Alkenes, C15-18-branched and linear, maleated, hydrolyzed

Administrative data

Endpoint:

acute toxicity: oral

Type of information:

experimental study

Adequacy of study:

key study

Study period:

19 January 2010 to 4 February 2010

Reliability:

1 (reliable without restriction)

Rationale for reliability incl. deficiencies:

guideline study

Data source

Materials and methods

GLP compliance:

yes (incl. QA statement)

Test material

Test animals

Species:

rat

Strain:

Wistar

Sex:

female

Details on test animals or test system and environmental conditions:

TEST ANIMALS
- Source: Harlan Laboratories UK limited, Bicester, Oxon, K
- Age at study initiation: 8 to 12 weeks of age
- Weight at study initiation:
- Fasting period before study: Overnight fast prior to dosing and for approximately three to four after dosing
- Housing: Animals were housed in groups of four in suspended solid-floor polypropylene cages.
- Diet (e.g. ad libitum): Ad libitum except during fasting.
- Water (e.g. ad libitum): Free access to drinking water
- Acclimation period: At least 5 days


ENVIRONMENTAL CONDITIONS
- Temperature (°C): 19 - 25 C
- Humidity (%): 30-70%
- Air changes (per hr): At least 15 changes per hour
- Photoperiod (hrs dark / hrs light): 12 hours dark and 12 hours light


IN-LIFE DATES: From: 19 January 2010 To: 4 February 2010

Administration / exposure

Route of administration:

oral: gavage

Vehicle:

other: Suspension in distilled water

Doses:

2000 mg/kg bw

No. of animals per sex per dose:

5 females

Control animals:

no

Details on study design:

- Duration of observation period following administration: 14 days
- Frequency of observations and weighing: Clinical observations were made at 0.5 hour, 1, 2 and 4 hours after dosing and once daily thereafter. Individual bodyweights were recorded on Day 0, 7 and 14.
- Necropsy of survivors performed: Yes, all animals were subjected to gross necropsy
- Other examinations performed: clinical signs, body weight,organ weights, histopathology, other: Mortality and viability were checked twice daily

Statistics:

No statistical method was used.

Results and discussion

Preliminary study:

One animal was chosen as starting dose and administered 2000 mg/kg bw.
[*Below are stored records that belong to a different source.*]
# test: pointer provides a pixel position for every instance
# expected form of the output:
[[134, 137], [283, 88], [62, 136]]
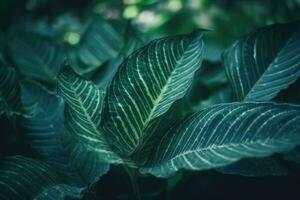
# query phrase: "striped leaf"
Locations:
[[145, 86], [37, 56], [224, 134], [83, 113], [43, 129], [10, 101], [264, 62], [26, 179], [269, 166]]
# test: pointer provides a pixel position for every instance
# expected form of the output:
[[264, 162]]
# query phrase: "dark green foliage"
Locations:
[[82, 93]]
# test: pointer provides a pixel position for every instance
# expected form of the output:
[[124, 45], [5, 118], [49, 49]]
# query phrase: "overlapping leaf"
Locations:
[[37, 56], [10, 101], [225, 133], [83, 113], [264, 62], [43, 129], [23, 178], [99, 42], [146, 85]]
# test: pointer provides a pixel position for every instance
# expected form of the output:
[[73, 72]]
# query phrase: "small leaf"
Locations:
[[226, 133], [82, 113], [145, 86], [25, 178], [264, 62], [10, 102]]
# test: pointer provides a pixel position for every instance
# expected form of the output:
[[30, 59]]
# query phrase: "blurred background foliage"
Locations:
[[73, 24], [226, 19]]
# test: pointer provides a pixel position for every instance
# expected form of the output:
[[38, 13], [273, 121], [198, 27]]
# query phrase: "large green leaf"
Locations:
[[146, 85], [43, 129], [83, 113], [10, 101], [104, 74], [99, 42], [269, 166], [37, 56], [264, 62], [26, 179], [225, 133]]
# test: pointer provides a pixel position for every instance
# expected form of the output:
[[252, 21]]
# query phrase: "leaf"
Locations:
[[145, 86], [99, 42], [25, 178], [104, 74], [264, 62], [293, 155], [37, 56], [226, 133], [10, 102], [269, 166], [82, 113], [44, 130]]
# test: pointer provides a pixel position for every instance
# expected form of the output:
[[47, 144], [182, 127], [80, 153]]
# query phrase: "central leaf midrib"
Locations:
[[160, 96], [270, 65], [212, 147]]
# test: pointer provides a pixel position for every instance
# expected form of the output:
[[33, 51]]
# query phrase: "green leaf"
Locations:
[[43, 129], [10, 102], [293, 155], [145, 86], [269, 166], [226, 133], [105, 73], [99, 42], [264, 62], [25, 178], [82, 113], [37, 56]]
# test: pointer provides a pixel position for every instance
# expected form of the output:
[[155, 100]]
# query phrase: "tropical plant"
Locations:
[[155, 108]]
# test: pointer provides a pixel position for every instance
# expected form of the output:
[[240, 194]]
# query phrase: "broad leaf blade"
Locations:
[[146, 85], [83, 113], [43, 129], [24, 178], [10, 101], [37, 56], [264, 62], [269, 166], [226, 133]]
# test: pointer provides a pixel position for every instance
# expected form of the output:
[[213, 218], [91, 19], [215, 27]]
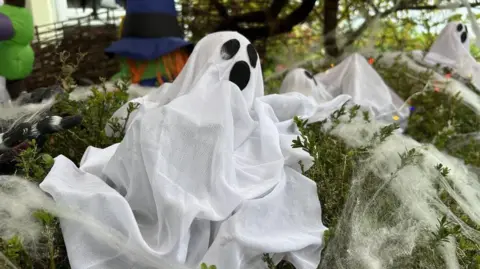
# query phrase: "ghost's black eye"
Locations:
[[240, 74], [229, 49], [463, 37], [310, 76], [252, 55]]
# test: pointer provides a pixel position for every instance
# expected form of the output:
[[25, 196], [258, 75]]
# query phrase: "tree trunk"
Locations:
[[330, 21]]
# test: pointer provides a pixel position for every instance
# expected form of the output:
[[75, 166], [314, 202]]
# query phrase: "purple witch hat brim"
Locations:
[[146, 48]]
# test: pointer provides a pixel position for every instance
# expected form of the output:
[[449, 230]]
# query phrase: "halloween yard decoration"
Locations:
[[302, 81], [450, 51], [354, 76], [223, 150], [150, 55], [16, 54]]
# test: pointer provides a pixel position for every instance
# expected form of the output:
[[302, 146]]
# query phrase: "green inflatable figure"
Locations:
[[16, 54]]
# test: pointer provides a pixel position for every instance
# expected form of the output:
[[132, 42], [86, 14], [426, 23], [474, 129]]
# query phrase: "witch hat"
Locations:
[[150, 30]]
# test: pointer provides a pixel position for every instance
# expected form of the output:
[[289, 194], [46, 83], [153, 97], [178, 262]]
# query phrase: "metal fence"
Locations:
[[92, 36]]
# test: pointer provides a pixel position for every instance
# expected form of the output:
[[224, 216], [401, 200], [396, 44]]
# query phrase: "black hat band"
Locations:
[[151, 25]]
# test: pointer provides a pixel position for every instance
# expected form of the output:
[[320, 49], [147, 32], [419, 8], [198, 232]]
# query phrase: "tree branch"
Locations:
[[222, 10], [330, 21], [272, 25], [403, 5]]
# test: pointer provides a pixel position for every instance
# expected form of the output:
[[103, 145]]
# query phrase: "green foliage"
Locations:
[[436, 117], [96, 111]]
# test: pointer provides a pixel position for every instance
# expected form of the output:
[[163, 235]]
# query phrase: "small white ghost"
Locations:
[[452, 47], [302, 81]]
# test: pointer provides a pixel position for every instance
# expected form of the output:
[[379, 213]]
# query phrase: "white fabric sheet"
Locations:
[[354, 76], [452, 49], [302, 81], [206, 173]]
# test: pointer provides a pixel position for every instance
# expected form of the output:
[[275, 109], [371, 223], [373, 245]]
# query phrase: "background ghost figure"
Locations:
[[302, 81], [354, 76], [452, 46]]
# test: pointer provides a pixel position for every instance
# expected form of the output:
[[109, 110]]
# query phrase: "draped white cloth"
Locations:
[[205, 172], [302, 81], [355, 77], [452, 49]]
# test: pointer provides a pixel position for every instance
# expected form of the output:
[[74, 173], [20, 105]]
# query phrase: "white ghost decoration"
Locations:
[[302, 81], [452, 49], [355, 77], [452, 46], [207, 174]]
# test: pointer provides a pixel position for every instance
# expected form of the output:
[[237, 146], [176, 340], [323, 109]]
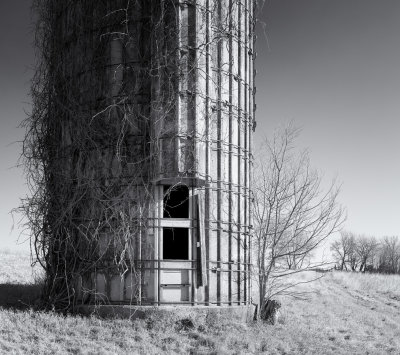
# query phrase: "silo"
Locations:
[[146, 112]]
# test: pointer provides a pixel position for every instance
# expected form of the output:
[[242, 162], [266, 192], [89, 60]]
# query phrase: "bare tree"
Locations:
[[389, 258], [366, 249], [292, 214], [343, 249]]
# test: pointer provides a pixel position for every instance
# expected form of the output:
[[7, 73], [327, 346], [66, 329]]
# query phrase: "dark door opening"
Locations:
[[176, 243], [176, 201]]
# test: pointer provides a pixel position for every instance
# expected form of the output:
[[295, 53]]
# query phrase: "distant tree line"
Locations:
[[353, 252]]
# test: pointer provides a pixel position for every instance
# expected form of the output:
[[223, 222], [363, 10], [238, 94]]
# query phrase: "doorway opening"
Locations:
[[175, 244]]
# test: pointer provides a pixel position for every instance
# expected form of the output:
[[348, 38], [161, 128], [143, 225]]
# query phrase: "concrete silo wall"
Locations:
[[134, 99]]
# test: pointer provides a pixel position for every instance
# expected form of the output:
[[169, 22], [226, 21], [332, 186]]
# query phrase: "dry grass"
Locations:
[[343, 314]]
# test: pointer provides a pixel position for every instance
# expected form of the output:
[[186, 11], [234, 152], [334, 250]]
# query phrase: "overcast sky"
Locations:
[[332, 66]]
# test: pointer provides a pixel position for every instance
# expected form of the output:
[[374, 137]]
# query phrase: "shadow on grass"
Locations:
[[19, 296]]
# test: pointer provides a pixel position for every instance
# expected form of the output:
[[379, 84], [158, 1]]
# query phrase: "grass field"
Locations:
[[343, 314]]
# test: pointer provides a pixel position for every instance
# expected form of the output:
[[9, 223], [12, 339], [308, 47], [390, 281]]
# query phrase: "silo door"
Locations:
[[175, 266]]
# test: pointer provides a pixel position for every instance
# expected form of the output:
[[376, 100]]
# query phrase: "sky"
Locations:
[[331, 66]]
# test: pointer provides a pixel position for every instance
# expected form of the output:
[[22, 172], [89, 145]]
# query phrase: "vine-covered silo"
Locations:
[[139, 145]]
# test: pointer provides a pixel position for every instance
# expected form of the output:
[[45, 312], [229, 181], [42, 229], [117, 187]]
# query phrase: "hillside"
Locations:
[[342, 314]]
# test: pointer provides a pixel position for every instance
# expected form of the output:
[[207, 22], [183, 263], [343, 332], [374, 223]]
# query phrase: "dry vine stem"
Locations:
[[117, 86]]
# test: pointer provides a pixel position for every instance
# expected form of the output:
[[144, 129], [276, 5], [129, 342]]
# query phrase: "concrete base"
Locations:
[[236, 313]]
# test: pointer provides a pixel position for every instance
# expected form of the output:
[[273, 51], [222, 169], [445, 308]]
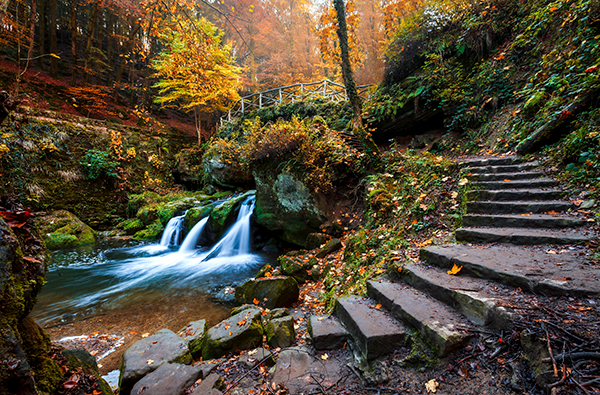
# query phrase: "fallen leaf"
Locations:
[[431, 385], [455, 269]]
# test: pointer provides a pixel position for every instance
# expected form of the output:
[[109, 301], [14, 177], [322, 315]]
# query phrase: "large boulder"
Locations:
[[285, 205], [63, 229], [270, 292], [147, 355], [24, 346], [243, 331], [169, 378]]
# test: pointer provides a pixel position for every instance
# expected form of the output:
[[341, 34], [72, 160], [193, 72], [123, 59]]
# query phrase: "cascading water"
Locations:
[[111, 278], [172, 233]]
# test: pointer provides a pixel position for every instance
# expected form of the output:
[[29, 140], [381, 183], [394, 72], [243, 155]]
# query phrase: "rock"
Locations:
[[587, 204], [255, 356], [243, 331], [224, 215], [210, 385], [81, 358], [24, 346], [331, 246], [193, 333], [326, 332], [63, 229], [285, 205], [272, 292], [316, 240], [169, 378], [280, 332], [147, 355]]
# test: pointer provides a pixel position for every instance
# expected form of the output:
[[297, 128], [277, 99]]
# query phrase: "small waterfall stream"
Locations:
[[96, 278]]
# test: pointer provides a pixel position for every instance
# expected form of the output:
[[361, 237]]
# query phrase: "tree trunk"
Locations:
[[132, 34], [53, 44], [90, 38], [42, 34], [74, 42]]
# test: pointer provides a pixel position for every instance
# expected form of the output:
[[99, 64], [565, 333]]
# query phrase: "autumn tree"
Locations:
[[195, 70]]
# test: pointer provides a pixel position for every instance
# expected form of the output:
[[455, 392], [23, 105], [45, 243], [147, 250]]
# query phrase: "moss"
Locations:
[[152, 232]]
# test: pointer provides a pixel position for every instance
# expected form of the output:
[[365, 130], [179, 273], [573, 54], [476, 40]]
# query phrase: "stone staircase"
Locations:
[[516, 217]]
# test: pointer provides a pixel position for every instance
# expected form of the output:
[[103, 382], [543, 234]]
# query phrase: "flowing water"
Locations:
[[111, 276]]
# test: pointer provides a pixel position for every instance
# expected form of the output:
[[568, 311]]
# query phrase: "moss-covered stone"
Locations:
[[62, 229], [271, 292], [152, 232]]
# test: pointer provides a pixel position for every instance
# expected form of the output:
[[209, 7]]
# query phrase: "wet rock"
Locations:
[[331, 246], [252, 358], [242, 331], [193, 333], [280, 332], [326, 332], [147, 355], [210, 385], [271, 292], [285, 205], [169, 378], [81, 358], [62, 229], [316, 240]]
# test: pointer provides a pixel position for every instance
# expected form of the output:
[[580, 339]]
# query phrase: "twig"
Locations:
[[232, 386]]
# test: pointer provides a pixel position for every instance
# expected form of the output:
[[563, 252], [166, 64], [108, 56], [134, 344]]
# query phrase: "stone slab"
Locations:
[[517, 207], [147, 355], [530, 268], [502, 168], [522, 221], [523, 175], [475, 298], [516, 184], [374, 331], [436, 322], [326, 332], [523, 236], [169, 378], [515, 194]]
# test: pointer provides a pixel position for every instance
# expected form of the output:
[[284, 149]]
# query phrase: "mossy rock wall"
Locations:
[[24, 347]]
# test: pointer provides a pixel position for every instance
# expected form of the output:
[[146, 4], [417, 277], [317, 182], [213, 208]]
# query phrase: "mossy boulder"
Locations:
[[242, 331], [24, 347], [286, 206], [63, 229], [224, 215], [280, 332], [271, 292]]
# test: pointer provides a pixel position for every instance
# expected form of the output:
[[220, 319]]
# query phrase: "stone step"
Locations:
[[533, 269], [523, 175], [517, 207], [505, 195], [473, 297], [521, 221], [373, 330], [523, 236], [502, 168], [434, 320], [492, 161], [519, 184]]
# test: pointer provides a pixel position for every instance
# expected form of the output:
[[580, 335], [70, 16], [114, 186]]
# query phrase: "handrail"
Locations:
[[290, 94]]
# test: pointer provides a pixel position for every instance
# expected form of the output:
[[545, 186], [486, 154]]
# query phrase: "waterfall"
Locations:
[[189, 243], [172, 232], [237, 239]]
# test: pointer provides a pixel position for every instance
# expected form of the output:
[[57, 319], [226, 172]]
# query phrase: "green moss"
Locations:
[[152, 232]]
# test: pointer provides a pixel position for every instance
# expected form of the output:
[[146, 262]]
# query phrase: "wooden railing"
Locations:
[[291, 94]]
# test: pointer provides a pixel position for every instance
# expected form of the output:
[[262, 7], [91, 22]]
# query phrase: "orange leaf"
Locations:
[[455, 269]]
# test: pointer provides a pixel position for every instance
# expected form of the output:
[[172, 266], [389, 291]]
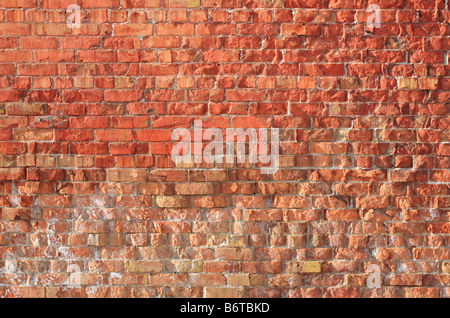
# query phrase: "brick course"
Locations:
[[87, 180]]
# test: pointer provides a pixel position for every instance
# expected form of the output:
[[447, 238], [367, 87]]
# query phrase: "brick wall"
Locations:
[[93, 205]]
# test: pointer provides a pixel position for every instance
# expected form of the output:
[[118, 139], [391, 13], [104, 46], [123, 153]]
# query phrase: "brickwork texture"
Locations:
[[92, 204]]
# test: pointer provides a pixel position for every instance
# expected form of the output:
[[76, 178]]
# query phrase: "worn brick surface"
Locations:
[[87, 182]]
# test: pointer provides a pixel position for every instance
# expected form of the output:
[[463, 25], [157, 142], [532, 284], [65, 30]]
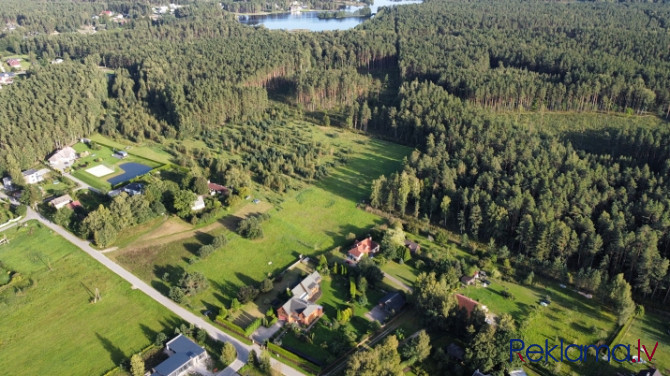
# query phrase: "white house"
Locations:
[[33, 176], [60, 202], [199, 204], [63, 158], [184, 355]]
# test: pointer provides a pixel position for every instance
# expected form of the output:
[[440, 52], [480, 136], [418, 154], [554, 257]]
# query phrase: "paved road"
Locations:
[[198, 321], [398, 282], [82, 185]]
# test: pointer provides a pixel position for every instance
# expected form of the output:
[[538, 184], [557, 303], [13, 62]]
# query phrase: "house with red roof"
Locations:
[[362, 248], [216, 189]]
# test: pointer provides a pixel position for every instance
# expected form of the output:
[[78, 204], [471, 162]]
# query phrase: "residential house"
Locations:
[[63, 158], [14, 63], [363, 247], [392, 302], [133, 189], [198, 204], [184, 355], [33, 176], [650, 372], [301, 308], [470, 280], [413, 247], [469, 304], [60, 202], [216, 189]]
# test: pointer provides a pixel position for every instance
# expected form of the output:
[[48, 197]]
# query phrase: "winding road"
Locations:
[[136, 283]]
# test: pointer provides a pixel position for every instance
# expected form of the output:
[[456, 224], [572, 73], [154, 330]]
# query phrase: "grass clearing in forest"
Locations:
[[55, 329], [309, 221]]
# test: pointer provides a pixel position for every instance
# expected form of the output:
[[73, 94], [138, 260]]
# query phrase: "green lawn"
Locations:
[[148, 150], [649, 329], [54, 329], [570, 316], [309, 221], [103, 156]]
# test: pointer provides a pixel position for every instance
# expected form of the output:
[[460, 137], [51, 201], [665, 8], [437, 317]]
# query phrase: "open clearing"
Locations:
[[100, 170], [55, 329], [311, 220]]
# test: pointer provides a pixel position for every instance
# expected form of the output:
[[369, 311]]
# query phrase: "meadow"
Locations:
[[307, 221], [104, 155], [55, 328]]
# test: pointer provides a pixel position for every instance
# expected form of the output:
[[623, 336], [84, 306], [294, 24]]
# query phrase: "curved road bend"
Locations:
[[214, 332]]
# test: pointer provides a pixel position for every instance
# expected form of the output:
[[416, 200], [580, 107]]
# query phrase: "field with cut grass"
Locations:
[[570, 316], [649, 329], [55, 329], [308, 221]]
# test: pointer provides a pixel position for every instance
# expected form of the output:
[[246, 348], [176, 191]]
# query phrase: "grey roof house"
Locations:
[[184, 355]]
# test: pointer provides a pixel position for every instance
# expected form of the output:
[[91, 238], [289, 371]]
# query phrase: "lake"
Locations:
[[310, 20], [130, 170]]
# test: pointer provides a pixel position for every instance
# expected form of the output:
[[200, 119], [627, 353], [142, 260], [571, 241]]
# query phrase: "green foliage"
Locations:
[[136, 365], [246, 294], [228, 353]]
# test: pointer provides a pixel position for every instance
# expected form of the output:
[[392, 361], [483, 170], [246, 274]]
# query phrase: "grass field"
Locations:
[[649, 329], [105, 157], [308, 221], [147, 151], [570, 316], [55, 330]]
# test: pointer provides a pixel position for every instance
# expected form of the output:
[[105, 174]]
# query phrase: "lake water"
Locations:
[[310, 21], [130, 170]]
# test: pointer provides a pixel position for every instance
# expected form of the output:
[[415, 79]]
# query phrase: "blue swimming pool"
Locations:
[[130, 170]]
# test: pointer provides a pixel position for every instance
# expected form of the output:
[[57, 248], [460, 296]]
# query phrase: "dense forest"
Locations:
[[433, 76]]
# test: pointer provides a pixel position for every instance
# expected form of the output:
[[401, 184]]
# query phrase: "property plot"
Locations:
[[100, 170]]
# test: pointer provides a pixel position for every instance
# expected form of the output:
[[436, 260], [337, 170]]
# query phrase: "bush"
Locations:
[[219, 241], [247, 294], [252, 327]]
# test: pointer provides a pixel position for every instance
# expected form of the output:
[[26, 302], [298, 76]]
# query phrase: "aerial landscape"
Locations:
[[334, 187]]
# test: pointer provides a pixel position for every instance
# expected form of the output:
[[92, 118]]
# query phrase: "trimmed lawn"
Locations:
[[149, 151], [55, 330], [308, 221], [649, 329]]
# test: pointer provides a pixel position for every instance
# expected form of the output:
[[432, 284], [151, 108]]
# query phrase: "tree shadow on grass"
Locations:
[[115, 353], [172, 272], [204, 237]]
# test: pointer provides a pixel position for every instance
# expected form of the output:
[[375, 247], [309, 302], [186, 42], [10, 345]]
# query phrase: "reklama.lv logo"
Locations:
[[568, 352]]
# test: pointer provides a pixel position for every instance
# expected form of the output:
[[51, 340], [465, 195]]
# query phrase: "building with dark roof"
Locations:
[[184, 355]]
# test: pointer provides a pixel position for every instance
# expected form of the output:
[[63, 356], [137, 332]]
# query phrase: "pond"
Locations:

Since no effects were observed an additional 4 animals were treated with that dose level.

Mortality:

There were no deaths

Clinical signs:

other: No signs of systemic toxicity were noted

Gross pathology:

No abnormalities were noted at necropsy

Other findings:

No other findings were reported

Applicant's summary and conclusion

Interpretation of results:

GHS criteria not met

Conclusions:

Based on the absence of any signs of toxicity, the acute oral median lethal dose (LD50) of the test material in female Wistar rats was estimated to be greater than 2000 mg/kg bw.

Executive summary:

A group of 5 female Wistar rats was administered a single oral dose of Hydrolysed reaction products of furan-2,5-dione and C15-18-(linear and branched)-alkenes suspended in distilled water by gavage at 2000 mg/kg bw. Moratlity was checked twice daily for 14 days. Clinical observations were made at 0.5 hour, 1, 2 and 4 hours after dosing and once daily thereafter. Individual bodyweights were recorded on Day 0, 7 and 14. Gross necropsy was carried out at the end of the study. Neither deaths, signs of systemic toxicity nor abnormalities occurred. All animals gained weight during the study and low increases in bodyweight were not deemed to be treatment related. Teh acute oral median lethal dose (LD50) of Hydrolysed reaction products of furan-2,5-dione and C15-18-(linear and branched)-alkenes in females Wistar rat was estimated to be greater than 2000 mg/kg bw. On this basis, Hydrolysed reaction products of furan-2,5-dione and C15-18-(linear and branched)-alkenes does not warrant any classification according to Regulation (EC) No 1272/2008.